Many times, the client knows that the implementer will design with a bias, so the client chooses to or must design blind without considering the maturity of what an implementer can provide. In those cases, we can come in, architect, and be a third party to help do the concept, design, and design the requirements and performance work statement basis.
This approach with these services buy-back risk to your implementation and increase the likelihood of achieving your metrics and goals.
11/1 Note: A colleague forwarded me two WSJ articles that discusses Fixing Procurement Process Is Key to Preventing Blunders Like Healthcare.gov
and Procurement Process is Government’s IT Albatross
which only adds fuel to the fire. These blogs uses Clay Johson’s Fix Procurement Manifesto
as its guide.
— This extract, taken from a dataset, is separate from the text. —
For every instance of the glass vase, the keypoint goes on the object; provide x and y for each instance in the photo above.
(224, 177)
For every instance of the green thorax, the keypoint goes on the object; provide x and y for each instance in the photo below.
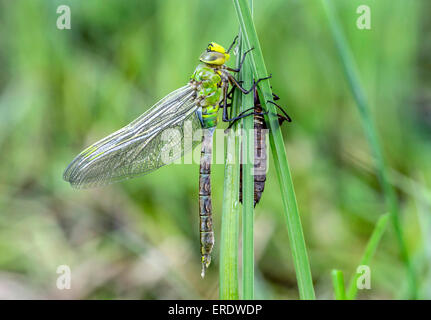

I agree with many points in Mr. Johnson’s manifesto and his points, but I don’t agree with the author’s understanding. The author boiled it down to make procurement easier to get new tech. That sounds well and good, but as a colleague who was formerly in the OMB said a few weeks back, if you add any tech to a broken process, it will only make it worse. And it did. So, I think it will not only take time to fix Agency Leadership as Johnson notes, and the author cites Former OMB CIO Kundra as a key, but also, the general public understanding of how technology and business transformation works. The author and agency leadership compare healthcare.gov, a solution that involves data exchange, policy oversight, and manages millions of transactions to an Operating System flaw in an iPad which requires fix once, deply many. These are very apples and oranges conversations – one is commodity technology, and other is automating multiple decades of policies on top of policies. Until we can help educate the differences in complexity, we won’t be able to achieve the aspects of Johnson’s manifesto as well as help understand the right architecture to invest in PRIOR to letting a contract.